REPUBLIKA.CO.ID, JAKARTA -- Komisi Pemberantasan Korupsi (KPK) tengah menyelidiki dugaan pungutan liar (pungli) yang terjadi di Rutan Klas I Jakarta Timur cabang Gedung Merah Putih. Praktik curang ini diduga dilakukan agar para tahanan bisa mendapatkan fasilitas tertentu yang sebenarnya dilarang saat mendekam di rutan.
"Sebagaimana kita ketahui bahwa rutan itu tempat yang terbatas, terbatas tentang komunikasi, tentang fasilitas dan lainnya. Untuk dapat fasilitas-fasilitas itu, ada duit masuk yang mestinya tidak boleh bawa duit, tapi untuk memasukkan duit itu, butuh duit. Atau tidak boleh berkomunikasi, untuk kemudian berkomunikasi butuh alat. Itu butuh duit," kata Wakil Ketua KPK, Nurul Ghufron kepada wartawan, Rabu (21/6/2023).
Ghufron pun tak membantah jika perbuatan pegawainya itu salah. Oleh karena itu, dia berjanji bakal menindak tegas para pelaku.
"Personal KPK bisa salah. Namun, kami pastikan setiap kesalahan tersebut akan kami proses sesuai ketentuan hukum yang berlaku. Kami memastikan insan KPK yang bermasalah akan ditindak secara tegas," ujar Ghufron.
Selain itu, KPK juga memersilakan keluarga tahanan untuk melapor jika ada oknum pegawai rutan yang meminta sejumlah uang. Seluruh informasi yang diterima, nantinya bakal ditelaah untuk membantu pengusutan dugaan pungli ini.
Sebelumnya, Dewan Pengawas (Dewas) Komisi Pemberantasan Korupsi (KPK) mengungkap adanya dugaan pungutan liar (pungli) di Rutan KPK. Berdasarkan data sementara yang dikantongi Dewas, nilainya ditaksir mencapai Rp 4 miliar. Namun, jumlah tersebut masih dapat bertambah.

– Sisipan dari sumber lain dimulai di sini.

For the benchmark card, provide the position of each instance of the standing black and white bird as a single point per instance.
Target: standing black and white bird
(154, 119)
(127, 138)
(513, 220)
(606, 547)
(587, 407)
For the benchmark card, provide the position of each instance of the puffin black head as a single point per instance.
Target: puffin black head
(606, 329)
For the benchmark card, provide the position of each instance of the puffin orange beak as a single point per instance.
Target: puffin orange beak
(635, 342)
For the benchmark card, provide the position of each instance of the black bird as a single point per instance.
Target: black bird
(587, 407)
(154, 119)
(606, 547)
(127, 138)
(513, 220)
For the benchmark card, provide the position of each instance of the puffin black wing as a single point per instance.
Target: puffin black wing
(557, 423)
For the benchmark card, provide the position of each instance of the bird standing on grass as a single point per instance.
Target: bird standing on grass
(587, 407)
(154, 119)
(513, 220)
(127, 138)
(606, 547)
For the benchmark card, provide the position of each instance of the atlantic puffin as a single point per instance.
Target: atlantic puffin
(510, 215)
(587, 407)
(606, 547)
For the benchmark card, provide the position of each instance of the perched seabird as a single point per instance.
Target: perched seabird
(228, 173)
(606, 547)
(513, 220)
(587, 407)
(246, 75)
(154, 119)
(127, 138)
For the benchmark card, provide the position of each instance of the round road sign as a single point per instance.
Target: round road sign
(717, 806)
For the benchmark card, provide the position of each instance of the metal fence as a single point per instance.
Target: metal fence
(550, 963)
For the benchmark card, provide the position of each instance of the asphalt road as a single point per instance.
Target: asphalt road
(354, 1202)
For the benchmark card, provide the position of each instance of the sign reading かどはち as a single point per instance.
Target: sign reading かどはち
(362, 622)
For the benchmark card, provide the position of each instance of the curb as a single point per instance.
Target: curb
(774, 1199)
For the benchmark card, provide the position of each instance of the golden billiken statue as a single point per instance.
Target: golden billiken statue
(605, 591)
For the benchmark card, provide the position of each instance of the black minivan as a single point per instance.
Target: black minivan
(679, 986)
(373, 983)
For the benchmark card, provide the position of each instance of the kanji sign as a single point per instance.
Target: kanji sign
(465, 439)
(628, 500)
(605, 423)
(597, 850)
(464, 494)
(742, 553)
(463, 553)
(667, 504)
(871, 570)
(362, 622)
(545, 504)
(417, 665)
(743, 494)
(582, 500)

"Periodenya Desember 2021 sampai dengan bulan Maret 2022 itu sejumlah Rp 4 miliar, jumlah sementara, mungkin akan berkembang lagi," ujar anggota Dewas KPK, Albertina Ho.
Albertina menjelaskan, pungli ini dilakukan terhadap para tahanan di Rutan KPK. Dia menyebut, pungutan tersebut salah satunya dalam bentuk setoran tunai menggunakan rekening pihak ketiga.